比较好理解，参考:https://github.com/CalvinXKY/InfraTech/blob/main/llm_infer/sglang_radix_attention.ipynb
加了 kv cache 的 attention
用 radix tree 来压缩 prefix，有点像 trie
引用计数法来做生命周期管理

SGLang

https://github.com/zhaochenyang20/Awesome-ML-SYS-Tutorial/blob/main/sglang/code-walk-through/readme-CN.md
- 启动 http_server/grpc_server，里面包括 TokenizerManager/DeTokenizerManager/Scheduler，其中 Tokenizer 和 Detokenizer 的核心作用是做消息路由，模型侧的逻辑都是在 scheduler 里，scheduler 的线程模型是用 async 的 eventloop，先把 request 塞到 queue 了，然后每次攒一个 batch 的请求再调用 model worker 处理;
- 支持 PD 分离（启动不同的 server），prefill 和 decode 可以启动不同的 server。
  - P 和 D 是如何交互的？
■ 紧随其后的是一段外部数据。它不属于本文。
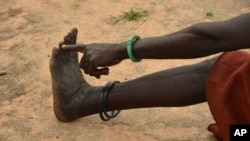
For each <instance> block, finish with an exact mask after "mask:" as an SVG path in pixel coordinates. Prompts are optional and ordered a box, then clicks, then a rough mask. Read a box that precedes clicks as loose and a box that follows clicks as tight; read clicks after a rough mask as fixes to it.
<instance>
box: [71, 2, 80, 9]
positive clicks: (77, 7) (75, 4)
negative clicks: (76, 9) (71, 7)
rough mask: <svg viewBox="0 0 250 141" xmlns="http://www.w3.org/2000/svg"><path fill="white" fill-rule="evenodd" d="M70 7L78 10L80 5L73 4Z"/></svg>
mask: <svg viewBox="0 0 250 141" xmlns="http://www.w3.org/2000/svg"><path fill="white" fill-rule="evenodd" d="M72 7H73V9H78V8H80V7H81V4H80V3H74V4H73V5H72Z"/></svg>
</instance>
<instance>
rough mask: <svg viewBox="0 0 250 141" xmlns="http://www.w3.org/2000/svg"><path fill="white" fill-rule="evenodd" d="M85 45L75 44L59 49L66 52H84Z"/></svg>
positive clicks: (81, 44) (82, 52) (84, 49)
mask: <svg viewBox="0 0 250 141" xmlns="http://www.w3.org/2000/svg"><path fill="white" fill-rule="evenodd" d="M86 47H87V45H84V44H76V45H62V46H61V49H63V50H67V51H76V52H82V53H83V52H84V51H85V49H86Z"/></svg>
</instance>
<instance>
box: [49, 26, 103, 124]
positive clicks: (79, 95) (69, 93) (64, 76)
mask: <svg viewBox="0 0 250 141" xmlns="http://www.w3.org/2000/svg"><path fill="white" fill-rule="evenodd" d="M76 38H77V29H72V30H71V32H69V33H68V34H67V35H66V36H65V37H64V41H63V42H62V43H60V45H62V44H76ZM60 45H59V46H60ZM50 72H51V79H52V89H53V107H54V113H55V116H56V117H57V119H58V120H60V121H64V122H69V121H73V120H75V119H78V118H80V117H83V116H87V115H90V114H94V113H97V111H98V103H97V102H98V94H100V92H101V88H100V87H92V86H90V85H89V84H88V83H87V82H86V81H85V80H84V78H83V75H82V72H81V70H80V67H79V64H78V54H77V53H76V52H72V51H63V50H61V49H58V48H53V51H52V57H51V60H50Z"/></svg>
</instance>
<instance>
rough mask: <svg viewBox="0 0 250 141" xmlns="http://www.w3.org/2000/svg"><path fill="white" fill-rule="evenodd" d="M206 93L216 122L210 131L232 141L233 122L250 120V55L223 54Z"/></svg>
mask: <svg viewBox="0 0 250 141" xmlns="http://www.w3.org/2000/svg"><path fill="white" fill-rule="evenodd" d="M206 96H207V100H208V105H209V108H210V110H211V113H212V115H213V117H214V120H215V122H216V123H215V124H211V125H209V126H208V130H209V131H211V132H213V133H214V134H215V136H216V137H217V138H219V139H221V140H223V141H229V137H230V136H229V129H230V128H229V127H230V124H249V123H250V109H249V108H250V54H249V53H247V52H244V51H232V52H226V53H223V54H222V55H221V56H220V57H219V58H218V60H217V61H216V63H215V64H214V66H213V68H212V69H211V71H210V73H209V75H208V78H207V82H206Z"/></svg>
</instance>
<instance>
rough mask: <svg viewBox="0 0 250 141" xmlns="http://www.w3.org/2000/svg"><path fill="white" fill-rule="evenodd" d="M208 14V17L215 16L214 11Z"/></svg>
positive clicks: (208, 11)
mask: <svg viewBox="0 0 250 141" xmlns="http://www.w3.org/2000/svg"><path fill="white" fill-rule="evenodd" d="M206 15H207V16H208V17H213V16H214V12H213V11H208V12H207V14H206Z"/></svg>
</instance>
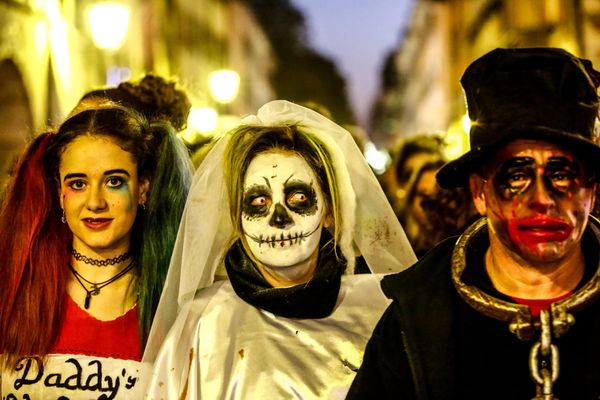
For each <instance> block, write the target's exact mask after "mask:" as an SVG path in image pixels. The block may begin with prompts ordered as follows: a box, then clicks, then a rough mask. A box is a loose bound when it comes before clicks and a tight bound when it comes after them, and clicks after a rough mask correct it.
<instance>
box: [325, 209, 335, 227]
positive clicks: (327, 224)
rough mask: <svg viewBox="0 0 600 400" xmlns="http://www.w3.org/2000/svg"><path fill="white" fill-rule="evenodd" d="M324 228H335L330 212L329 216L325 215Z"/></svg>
mask: <svg viewBox="0 0 600 400" xmlns="http://www.w3.org/2000/svg"><path fill="white" fill-rule="evenodd" d="M323 226H324V227H325V228H331V227H332V226H333V215H332V214H331V213H330V212H327V215H325V218H324V219H323Z"/></svg>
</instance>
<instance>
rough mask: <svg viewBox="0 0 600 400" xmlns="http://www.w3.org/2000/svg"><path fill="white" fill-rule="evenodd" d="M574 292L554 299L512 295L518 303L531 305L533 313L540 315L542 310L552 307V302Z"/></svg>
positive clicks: (553, 301)
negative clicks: (523, 296)
mask: <svg viewBox="0 0 600 400" xmlns="http://www.w3.org/2000/svg"><path fill="white" fill-rule="evenodd" d="M572 294H573V293H572V292H568V293H566V294H563V295H562V296H559V297H555V298H554V299H533V300H532V299H520V298H518V297H512V296H511V297H512V299H513V300H514V301H516V302H517V303H519V304H524V305H526V306H529V309H530V310H531V315H533V316H534V317H536V316H538V315H540V311H541V310H548V309H549V308H550V304H552V303H555V302H557V301H559V300H562V299H564V298H567V297H569V296H570V295H572Z"/></svg>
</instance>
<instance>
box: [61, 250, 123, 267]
mask: <svg viewBox="0 0 600 400" xmlns="http://www.w3.org/2000/svg"><path fill="white" fill-rule="evenodd" d="M71 254H73V258H74V259H76V260H77V261H83V262H84V263H86V264H90V265H95V266H97V267H106V266H107V265H115V264H119V263H121V262H123V261H125V260H127V259H128V258H129V257H131V252H129V251H128V252H127V253H125V254H121V255H120V256H117V257H113V258H107V259H106V260H96V259H95V258H89V257H86V256H84V255H83V254H81V253H79V252H78V251H77V250H75V249H73V250H71Z"/></svg>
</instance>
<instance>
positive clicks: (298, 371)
mask: <svg viewBox="0 0 600 400" xmlns="http://www.w3.org/2000/svg"><path fill="white" fill-rule="evenodd" d="M207 188H210V189H209V190H207ZM228 210H229V211H228ZM357 254H361V255H362V256H363V257H364V258H365V260H366V262H367V264H368V265H369V267H370V269H371V271H372V272H374V273H373V274H361V275H353V274H352V272H353V268H354V264H355V257H356V255H357ZM413 260H415V257H414V253H413V252H412V249H411V248H410V245H409V243H408V241H407V239H406V235H405V234H404V232H403V230H402V227H401V226H400V225H399V223H398V221H397V219H396V218H395V215H394V213H393V210H392V208H391V207H390V205H389V203H387V200H386V197H385V195H384V193H383V191H382V190H381V188H380V186H379V184H378V182H377V180H376V178H375V176H374V175H373V173H372V172H371V170H370V168H369V166H368V165H367V163H366V161H365V160H364V158H363V157H362V154H361V153H360V150H359V149H358V147H357V146H356V144H355V143H354V141H353V139H352V137H351V135H350V134H349V133H348V132H347V131H346V130H344V129H342V128H341V127H339V126H338V125H336V124H335V123H333V122H332V121H330V120H328V119H327V118H325V117H323V116H322V115H320V114H318V113H316V112H314V111H312V110H309V109H307V108H304V107H301V106H298V105H295V104H292V103H289V102H286V101H274V102H271V103H268V104H266V105H265V106H263V107H262V108H261V109H260V110H259V112H258V114H257V116H252V117H249V118H247V119H246V120H244V121H243V124H242V125H241V126H240V127H238V128H236V129H234V130H233V131H231V132H230V133H229V134H227V135H226V136H225V137H223V138H222V139H221V140H220V141H219V142H218V143H217V144H216V145H215V147H214V148H213V149H212V150H211V152H210V153H209V154H208V155H207V158H206V159H205V161H204V163H203V164H202V165H201V166H200V168H199V170H198V171H197V172H196V175H195V178H194V183H193V185H192V189H191V193H190V197H189V199H188V203H187V206H186V211H185V213H184V218H183V219H182V224H181V227H180V231H179V236H178V241H177V244H176V248H175V251H174V257H173V259H172V264H171V269H170V271H169V277H168V278H167V284H166V286H165V290H164V291H163V295H162V297H161V303H160V305H159V311H158V313H157V319H156V320H155V324H154V325H153V327H152V332H151V337H150V340H149V345H148V347H147V348H146V353H145V354H144V358H145V359H146V360H147V361H148V362H152V361H154V360H155V359H156V363H155V369H154V374H153V377H152V383H151V385H150V391H149V393H148V398H150V399H158V398H189V399H196V398H207V399H220V398H235V399H249V398H265V397H270V398H290V397H298V398H332V397H336V398H342V397H343V396H344V395H345V393H346V391H347V389H348V387H349V385H350V383H351V381H352V378H353V376H354V370H355V369H356V366H357V365H358V364H360V362H361V359H362V352H363V348H364V345H365V343H366V340H367V338H368V336H369V335H370V332H371V331H372V329H373V327H374V323H375V321H376V320H377V319H378V317H379V316H380V314H381V312H382V311H383V309H384V308H385V307H386V306H387V304H388V300H387V299H386V298H385V296H384V295H383V294H382V292H381V290H380V288H379V282H380V279H381V277H382V273H387V272H392V271H399V270H402V269H404V268H405V267H406V266H407V265H408V264H410V262H411V261H413ZM222 266H224V270H222V269H221V267H222ZM219 274H226V275H227V277H228V278H229V280H226V281H219V282H216V283H213V282H214V281H215V276H216V275H219ZM199 289H200V290H199ZM178 305H181V306H178ZM178 307H179V308H178ZM176 313H177V314H178V316H177V319H176V320H175V321H174V315H175V314H176ZM169 329H170V332H168V335H166V338H165V334H166V333H167V330H169ZM163 338H164V340H162V339H163ZM159 347H161V348H160V352H158V349H159Z"/></svg>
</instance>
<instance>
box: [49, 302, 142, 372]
mask: <svg viewBox="0 0 600 400" xmlns="http://www.w3.org/2000/svg"><path fill="white" fill-rule="evenodd" d="M65 304H66V310H65V313H64V319H63V324H62V327H61V329H60V332H59V334H58V338H57V340H56V343H55V344H54V345H53V346H52V347H51V348H50V351H49V352H48V354H84V355H88V356H97V357H109V358H118V359H123V360H135V361H140V360H141V359H142V353H141V350H140V333H139V315H138V306H137V304H136V306H135V307H133V308H132V309H131V310H129V311H127V312H126V313H125V314H124V315H122V316H120V317H118V318H117V319H114V320H112V321H100V320H99V319H96V318H94V317H93V316H91V315H90V314H88V313H87V312H85V311H84V310H82V309H81V308H79V306H78V305H77V304H76V303H75V302H74V301H73V299H72V298H71V296H69V295H67V301H66V302H65Z"/></svg>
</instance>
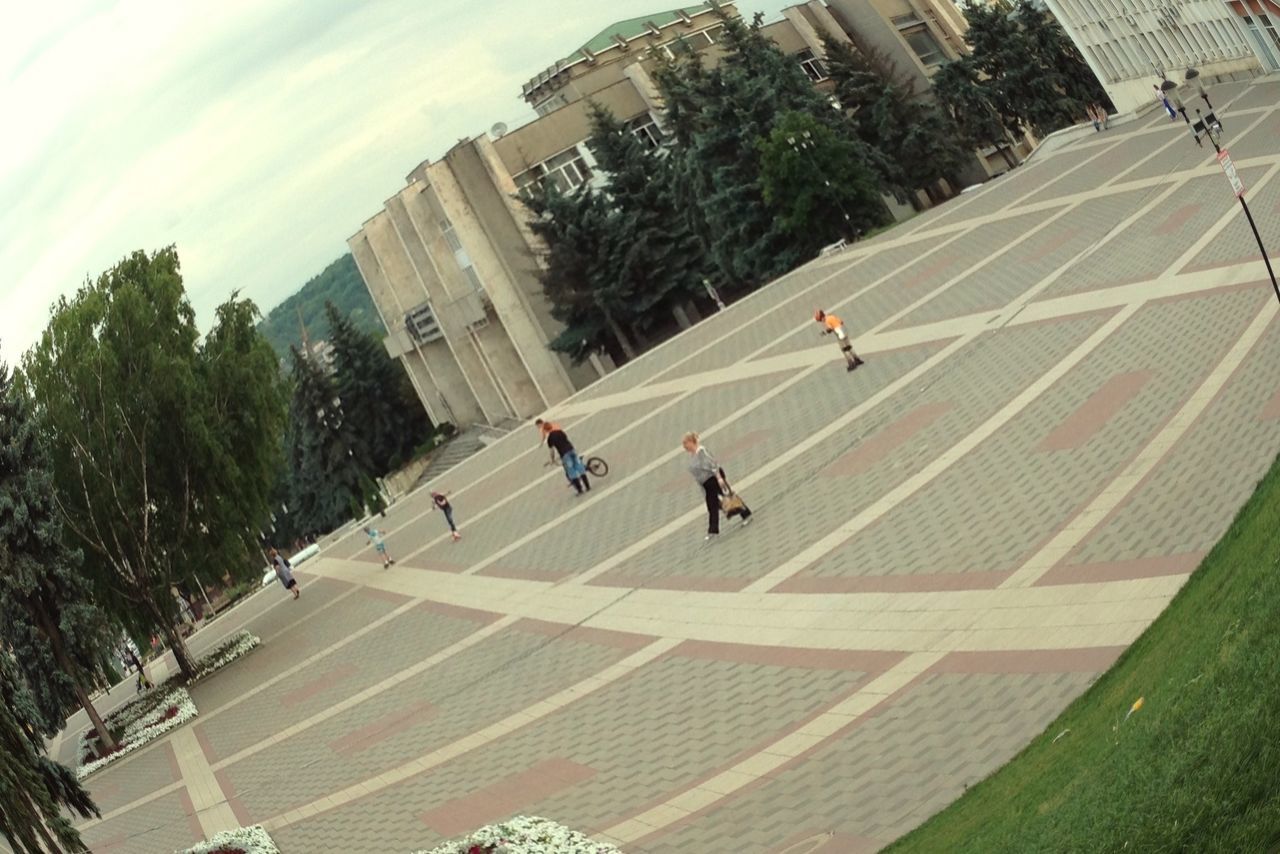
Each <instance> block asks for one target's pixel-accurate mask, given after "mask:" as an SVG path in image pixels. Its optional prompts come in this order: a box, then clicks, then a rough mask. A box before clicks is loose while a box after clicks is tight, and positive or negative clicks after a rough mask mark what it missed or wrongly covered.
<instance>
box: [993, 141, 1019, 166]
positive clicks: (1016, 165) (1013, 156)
mask: <svg viewBox="0 0 1280 854" xmlns="http://www.w3.org/2000/svg"><path fill="white" fill-rule="evenodd" d="M995 145H996V151H998V152H1000V154H1001V156H1002V157H1004V159H1005V163H1007V164H1009V168H1010V169H1016V168H1018V164H1016V163H1015V161H1014V155H1011V154H1009V145H1007V143H1001V142H996V143H995Z"/></svg>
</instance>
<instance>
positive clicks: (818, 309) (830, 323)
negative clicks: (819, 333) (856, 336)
mask: <svg viewBox="0 0 1280 854" xmlns="http://www.w3.org/2000/svg"><path fill="white" fill-rule="evenodd" d="M813 319H814V320H817V321H818V323H819V324H822V334H824V335H835V337H836V341H837V342H838V343H840V352H842V353H844V355H845V364H846V365H847V370H856V369H858V366H859V365H865V364H867V362H865V361H864V360H863V359H861V357H860V356H859V355H858V353H855V352H854V342H851V341H850V339H849V333H847V332H845V321H844V320H841V319H840V318H837V316H836V315H833V314H827V312H826V311H823V310H822V309H818V312H817V314H815V315H814V316H813Z"/></svg>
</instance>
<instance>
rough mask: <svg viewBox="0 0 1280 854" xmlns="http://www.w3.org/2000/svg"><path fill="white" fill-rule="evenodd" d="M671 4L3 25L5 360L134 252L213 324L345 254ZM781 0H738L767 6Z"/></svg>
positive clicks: (1, 88) (131, 3)
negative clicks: (190, 294)
mask: <svg viewBox="0 0 1280 854" xmlns="http://www.w3.org/2000/svg"><path fill="white" fill-rule="evenodd" d="M672 5H675V4H672V3H669V1H668V3H664V1H663V0H657V1H655V0H611V1H609V3H599V1H598V0H485V1H484V3H475V1H472V0H292V1H285V0H216V1H214V0H180V1H175V0H118V1H114V3H113V1H111V0H96V1H95V0H54V1H52V3H22V4H12V5H10V4H6V8H5V13H4V26H3V27H0V115H3V117H4V119H5V120H4V125H5V132H4V133H3V134H0V200H3V204H0V357H3V359H4V361H8V362H15V361H17V360H18V356H19V353H20V352H22V351H23V350H26V348H27V347H29V346H31V344H32V343H35V341H36V339H37V338H38V335H40V333H41V330H42V329H44V326H45V323H46V320H47V316H49V306H50V303H51V302H52V301H54V300H55V298H56V297H58V296H59V294H61V293H69V292H72V291H74V289H76V288H77V287H78V286H79V284H81V283H82V282H83V279H84V277H86V275H90V277H96V275H97V274H99V273H100V271H102V270H104V269H105V268H108V266H110V265H113V264H114V262H115V261H116V260H119V259H120V257H123V256H124V255H125V254H128V252H131V251H132V250H134V248H146V250H155V248H159V247H161V246H165V245H168V243H175V245H177V246H178V251H179V255H180V257H182V264H183V274H184V278H186V283H187V291H188V293H189V294H191V298H192V301H193V303H195V306H196V309H197V312H198V315H200V321H201V328H202V329H204V328H205V324H207V321H209V319H210V316H211V314H212V309H214V306H216V305H218V303H219V302H221V301H223V300H225V298H227V296H228V294H229V293H230V292H232V291H233V289H239V291H241V292H242V293H246V294H248V296H250V297H252V298H253V300H255V301H256V302H257V303H259V307H260V309H262V310H264V312H265V311H266V310H268V309H270V307H271V306H274V305H275V303H278V302H279V301H280V300H283V298H284V297H285V296H288V294H289V293H292V292H293V291H296V289H297V288H298V287H301V286H302V284H303V282H306V279H308V278H310V277H311V275H314V274H315V273H319V271H320V270H321V269H323V268H324V265H325V264H328V262H329V261H332V260H334V259H335V257H338V256H339V255H342V254H344V252H346V251H347V245H346V239H347V238H348V237H349V236H351V234H352V233H355V232H356V230H357V229H358V228H360V225H361V223H364V220H365V219H367V218H369V216H371V215H372V214H375V213H376V211H378V210H379V207H380V206H381V201H383V200H385V198H387V197H389V196H390V195H392V193H393V192H396V191H397V189H398V188H399V187H401V186H402V184H403V177H404V175H406V174H407V173H408V172H410V169H412V168H413V166H415V165H417V163H420V161H421V160H425V159H428V157H436V156H439V155H440V154H443V152H444V151H445V150H447V149H448V147H449V146H451V145H452V143H453V142H456V141H457V140H460V138H462V137H468V136H475V134H477V133H481V132H484V131H485V129H486V128H489V127H490V125H493V124H494V123H495V122H499V120H502V122H507V123H509V124H516V123H518V122H520V120H522V118H524V117H525V115H526V114H527V113H530V111H529V110H527V108H526V106H525V105H524V102H522V101H520V99H518V93H520V86H521V85H522V83H524V82H525V81H526V79H529V78H530V77H532V76H534V74H536V73H538V72H540V70H541V69H544V68H545V67H547V65H550V64H552V63H553V61H554V60H556V59H557V58H559V56H563V55H566V54H568V52H570V51H572V50H573V49H575V47H577V46H579V45H580V44H582V42H585V41H586V40H588V38H589V37H590V36H593V35H595V33H596V32H598V31H600V29H603V28H604V27H605V26H608V24H609V23H612V22H613V20H618V19H622V18H630V17H639V15H643V14H646V13H652V12H655V10H662V9H666V8H671V6H672ZM783 5H788V4H786V3H783V1H782V0H746V1H744V3H741V4H740V9H741V10H742V12H744V14H750V13H754V12H758V10H760V12H765V13H767V14H768V17H769V18H773V17H776V15H777V13H778V10H780V9H781V8H782V6H783Z"/></svg>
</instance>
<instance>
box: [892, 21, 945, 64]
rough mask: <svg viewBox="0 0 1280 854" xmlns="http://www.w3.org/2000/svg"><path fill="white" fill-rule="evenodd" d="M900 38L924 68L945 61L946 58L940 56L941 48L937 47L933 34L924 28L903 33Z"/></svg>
mask: <svg viewBox="0 0 1280 854" xmlns="http://www.w3.org/2000/svg"><path fill="white" fill-rule="evenodd" d="M902 38H905V40H906V44H908V45H910V46H911V50H913V51H915V55H916V56H918V58H919V59H920V63H922V64H923V65H924V67H925V68H931V67H933V65H941V64H942V63H943V61H945V60H946V56H945V55H943V54H942V46H941V45H938V42H937V40H936V38H934V37H933V33H931V32H929V31H928V29H925V28H924V27H920V28H919V29H913V31H910V32H904V33H902Z"/></svg>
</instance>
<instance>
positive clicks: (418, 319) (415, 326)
mask: <svg viewBox="0 0 1280 854" xmlns="http://www.w3.org/2000/svg"><path fill="white" fill-rule="evenodd" d="M404 329H406V330H408V335H410V338H412V339H413V341H415V342H417V343H420V344H429V343H431V342H433V341H439V339H440V338H444V333H443V332H442V330H440V324H439V323H438V321H436V319H435V312H434V311H433V310H431V305H430V303H429V302H424V303H422V305H420V306H417V307H416V309H412V310H410V311H408V312H407V314H406V315H404Z"/></svg>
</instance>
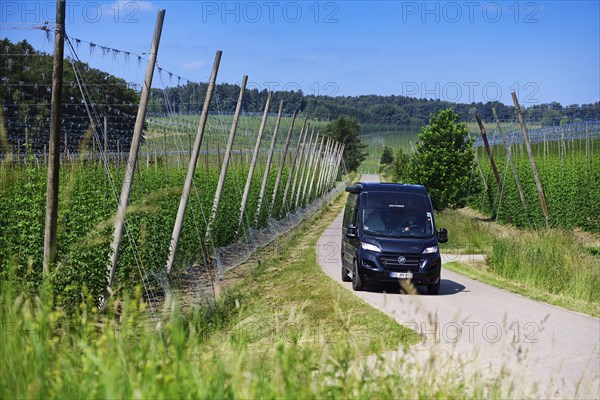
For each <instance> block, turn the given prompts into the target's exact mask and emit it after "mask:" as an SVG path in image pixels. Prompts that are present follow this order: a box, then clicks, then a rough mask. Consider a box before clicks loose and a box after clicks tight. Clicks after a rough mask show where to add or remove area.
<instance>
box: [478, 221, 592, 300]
mask: <svg viewBox="0 0 600 400" xmlns="http://www.w3.org/2000/svg"><path fill="white" fill-rule="evenodd" d="M488 261H489V264H490V267H491V270H492V271H493V272H495V273H496V274H498V275H500V276H502V277H504V278H509V279H511V280H515V281H517V282H519V283H521V284H524V285H527V286H532V287H535V288H538V289H541V290H544V291H547V292H548V293H551V294H557V295H561V296H565V297H569V298H573V299H576V300H583V301H585V302H589V303H593V304H596V305H597V306H600V257H598V256H595V255H592V254H589V253H588V252H585V251H584V249H583V246H581V245H580V244H578V243H577V242H576V240H575V239H574V237H573V235H572V234H569V233H567V232H565V231H561V230H551V231H546V230H533V231H527V232H521V233H520V234H519V235H518V237H509V238H502V239H495V240H494V241H493V243H492V248H491V251H490V254H489V258H488Z"/></svg>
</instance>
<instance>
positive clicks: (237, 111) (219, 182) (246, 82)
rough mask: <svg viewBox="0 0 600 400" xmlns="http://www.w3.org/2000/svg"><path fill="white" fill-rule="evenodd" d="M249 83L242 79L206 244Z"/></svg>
mask: <svg viewBox="0 0 600 400" xmlns="http://www.w3.org/2000/svg"><path fill="white" fill-rule="evenodd" d="M247 83H248V76H247V75H244V77H243V78H242V84H241V86H240V96H239V97H238V102H237V106H236V108H235V114H234V116H233V123H232V124H231V131H229V140H228V141H227V149H226V150H225V155H224V156H223V164H222V165H221V175H220V176H219V182H218V183H217V191H216V192H215V198H214V200H213V206H212V211H211V213H210V219H209V220H208V226H207V227H206V243H210V242H211V240H212V230H213V227H214V225H215V220H216V218H217V211H218V210H219V204H220V203H221V194H222V193H223V186H224V185H225V177H226V176H227V167H228V166H229V160H230V159H231V149H232V148H233V139H235V132H236V130H237V126H238V121H239V119H240V113H241V112H242V102H243V100H244V92H245V90H246V84H247Z"/></svg>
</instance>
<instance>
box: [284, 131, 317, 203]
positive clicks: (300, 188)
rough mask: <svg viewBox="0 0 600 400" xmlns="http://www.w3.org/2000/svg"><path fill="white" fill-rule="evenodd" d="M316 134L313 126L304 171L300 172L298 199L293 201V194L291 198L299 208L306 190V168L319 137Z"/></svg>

Prefill 节点会调用 _register_to_bootstrap 往 bootstrap server 注册 prefill 节点信息，然后启动 eventloop，处理完拿到 tokens 会往 decode 节点去发（这里发的策略取决于 disagg_kv_sender 的实现，对于每个 backend 来说都不一样）; 比如对于 mooncake，在 MooncakeKVManager 里有三个角色，用了很多 kv cache 的 status 判断来完成 kvcache 的轮转（要重点关注下他的线程模型/进程模型）：
    1. prefill: 执行请求，调用 disagg_kv_sender.send_kvcache()；
    2. decode: 连接 prefill 注册的节点，然后从 prefill poll 数据;有两个 Queue，一个用来占位 preallocator，一个用来轮询 KV 是否传完（poll()）
    3. prefill 里的 transfer worker：主要作用是搬运数据（这里涉及到 PD 节点的 shard 映射）
- 支持 overlap (上一个 batch 的 sampling 和下一个 batch 的 forward 可以 overlap，减少 GPU 等待)，（代码有点难理解），重点看下面这段：

@torch.no_grad()
def event_loop_overlap_disagg_prefill(self: Scheduler) -> None:
    self.result_queue = deque()

    while True:
        # Receive requests
        recv_reqs = self.recv_requests()
        self.process_input_requests(recv_reqs)
        self.waiting_queue.extend(
            self.disagg_prefill_bootstrap_queue.pop_bootstrapped()
        )

        # Get the next batch to run
        batch = self.get_next_disagg_prefill_batch_to_run()
        self.cur_batch = batch

        # Launch the current batch
        if batch:
            batch_result = self.run_batch(batch)
            self.result_queue.append((batch.copy(), batch_result))
        else:
            batch_result = None

        # Process the last batch
        if self.last_batch:
            tmp_batch, tmp_result = self.result_queue.popleft()
            self.process_batch_result_disagg_prefill(tmp_batch, tmp_result)
        elif batch is None:
            # When the server is idle, do self-check and re-init some states
            self.self_check_during_idle()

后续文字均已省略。